Apprentissage : le co-emploi entre deux sociétés filiales d’un même groupe peut être reconnu ! – Centre Inffo

Une récente décision de la Cour d’appel de Saint-Denis de La Réunion, rendue le 26 février 2026, met en lumière une évolution importante dans la reconnaissance du co-emploi, notamment dans le contexte de l’apprentissage. Il s’agit d’une situation où une apprentie, recrutée par une holding mais travaillant exclusivement pour un organisme de formation, peut voir cette dernière reconnue comme co-employeur si ce dernier exerce effectivement le pouvoir de direction sur son activité. Ce cas concret illustre l’importance de regarder au-delà de la simple relation contractuelle pour déterminer la réalité de l’organisation interne et de la gestion des ressources humaines. La jurisprudence insiste désormais sur une analyse fine basée sur la pratique et la réalité des rapports de travail.

La notion de co-emploi est strictement encadrée par la jurisprudence, qui définit désormais clairement ses critères fondamentaux. Deux hypothèses principales permettent de reconnaître une situation de co-emploi : d’une part, l’existence d’un lien de subordination directe à l’égard d’une société différente de l’employeur contractuel, et d’autre part, une immixtion permanente dans la gestion économique et sociale, entraînant une perte d’autonomie de l’employeur. La Cour de cassation a recentré la notion autour de cette immixtion permanente, excluant d’autres facteurs tels que la simple appartenance à un groupe ou des liens capitalistiques. Ce recentrage limite fortement les situations de co-emploi aux cas où l’on peut démontrer une perte totale d’indépendance dans la gestion quotidienne de l’entreprise.

La reconnaissance du co-emploi se concentre désormais sur l’immixtion permanente et la perte d’autonomie, et non plus sur la seule relation de groupe ou des relations économiques classiques.

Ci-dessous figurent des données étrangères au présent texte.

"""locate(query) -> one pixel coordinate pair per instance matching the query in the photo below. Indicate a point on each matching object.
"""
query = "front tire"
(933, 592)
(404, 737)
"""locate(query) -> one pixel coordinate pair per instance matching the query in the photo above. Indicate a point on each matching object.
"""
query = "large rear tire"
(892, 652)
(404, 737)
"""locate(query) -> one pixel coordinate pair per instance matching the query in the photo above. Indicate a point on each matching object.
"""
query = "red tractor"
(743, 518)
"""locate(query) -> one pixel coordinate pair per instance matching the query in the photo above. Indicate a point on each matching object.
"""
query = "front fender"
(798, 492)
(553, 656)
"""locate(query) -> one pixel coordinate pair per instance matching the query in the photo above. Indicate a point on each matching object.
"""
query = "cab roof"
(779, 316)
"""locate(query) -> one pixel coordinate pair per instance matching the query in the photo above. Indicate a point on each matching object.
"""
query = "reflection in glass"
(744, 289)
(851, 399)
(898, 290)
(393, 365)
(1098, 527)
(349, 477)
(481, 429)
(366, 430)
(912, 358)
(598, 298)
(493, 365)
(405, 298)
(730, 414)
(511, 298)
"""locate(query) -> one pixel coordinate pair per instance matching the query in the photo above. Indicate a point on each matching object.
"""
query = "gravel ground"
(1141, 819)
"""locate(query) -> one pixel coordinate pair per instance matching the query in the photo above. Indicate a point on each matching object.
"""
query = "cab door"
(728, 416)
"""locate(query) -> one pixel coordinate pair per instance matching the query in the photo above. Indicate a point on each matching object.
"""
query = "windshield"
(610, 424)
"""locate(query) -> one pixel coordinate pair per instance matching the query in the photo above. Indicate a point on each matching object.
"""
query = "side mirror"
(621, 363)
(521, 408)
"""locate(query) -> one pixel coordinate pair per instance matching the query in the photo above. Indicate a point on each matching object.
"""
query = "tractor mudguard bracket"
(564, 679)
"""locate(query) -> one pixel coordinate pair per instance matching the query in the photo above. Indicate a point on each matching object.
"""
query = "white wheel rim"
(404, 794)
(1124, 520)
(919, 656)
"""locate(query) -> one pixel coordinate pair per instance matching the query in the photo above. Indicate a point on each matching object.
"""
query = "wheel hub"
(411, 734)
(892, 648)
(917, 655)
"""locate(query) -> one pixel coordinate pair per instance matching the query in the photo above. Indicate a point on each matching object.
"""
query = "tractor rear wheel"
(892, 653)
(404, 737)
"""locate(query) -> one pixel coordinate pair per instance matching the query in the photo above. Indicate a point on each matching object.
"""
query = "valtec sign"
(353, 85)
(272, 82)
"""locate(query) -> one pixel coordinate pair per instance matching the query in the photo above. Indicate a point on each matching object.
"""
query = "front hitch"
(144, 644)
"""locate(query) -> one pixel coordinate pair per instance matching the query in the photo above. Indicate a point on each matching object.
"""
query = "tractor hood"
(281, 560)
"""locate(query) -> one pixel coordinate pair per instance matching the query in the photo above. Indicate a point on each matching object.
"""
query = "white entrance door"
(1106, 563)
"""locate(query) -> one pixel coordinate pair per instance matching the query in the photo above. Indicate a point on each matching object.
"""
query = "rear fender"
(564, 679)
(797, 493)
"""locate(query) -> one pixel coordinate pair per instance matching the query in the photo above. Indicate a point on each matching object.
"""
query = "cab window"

Dans la saga judiciaire étudiée, la salariée engagée par une holding, dépourvue d’activité en formation esthétique, exerçait en réalité dans un organisme de formation spécialisé dans l’enseignement technique et professionnel. La cour a analysé les faits et a constaté que cette salariée était intégrée de manière permanente dans l’organisation pédagogique de cette seconde société. Les juges ont notamment relevé que la société d’accueil déterminait les horaires, donnait des directives pédagogiques, contrôlait l’exécution du travail, et fournissait l’ensemble des moyens matériels nécessaires. Ces éléments traduisent une organisation du travail qui caractérise un lien de subordination effectif, indépendamment de la signature du contrat par la holding.

Les juges ont également mis en évidence une imbrication étroite entre les deux sociétés, soulignant une communauté de direction et une confusion d’intérêts. La holding avait ainsi recruté l’apprentie pour la mettre à disposition de l’organisme de formation, ce qui traduit une utilisation de la personnalité morale comme simple structure d’embauche dépourvue d’autonomie réelle. Au regard de ces éléments, la cour a reconnu un co-emploi en faveur de la société utilisatrice, infirmant la décision de première instance, et insistant sur l’importance de la réalité de la gestion et des pouvoirs exercés à l’intérieur du groupe.

Ce arrêt s’inscrit dans l’évolution récente de la jurisprudence qui favorise une reconnaissance accrue du co-emploi lorsque l’on peut prouver une immixtion permanente et la perte totale d’autonomie d’un employeur. La Cour de cassation a ainsi réduit la portée de critères autrefois centraux, en privilégiant le contrôle effectif exercé dans la pratique. Ainsi, même en présence de structures de groupe ou de relations économiques fortes, le co-emploi n’est reconnu que si la société employeur n’a plus de liberté dans ses choix fondamentaux liés à la gestion de son personnel. Ce recentrage vise à limiter les abus et à mieux cibler les situations où la personnalité morale est utilisée de manière abusive ou pour dissimuler une réalité de subordination.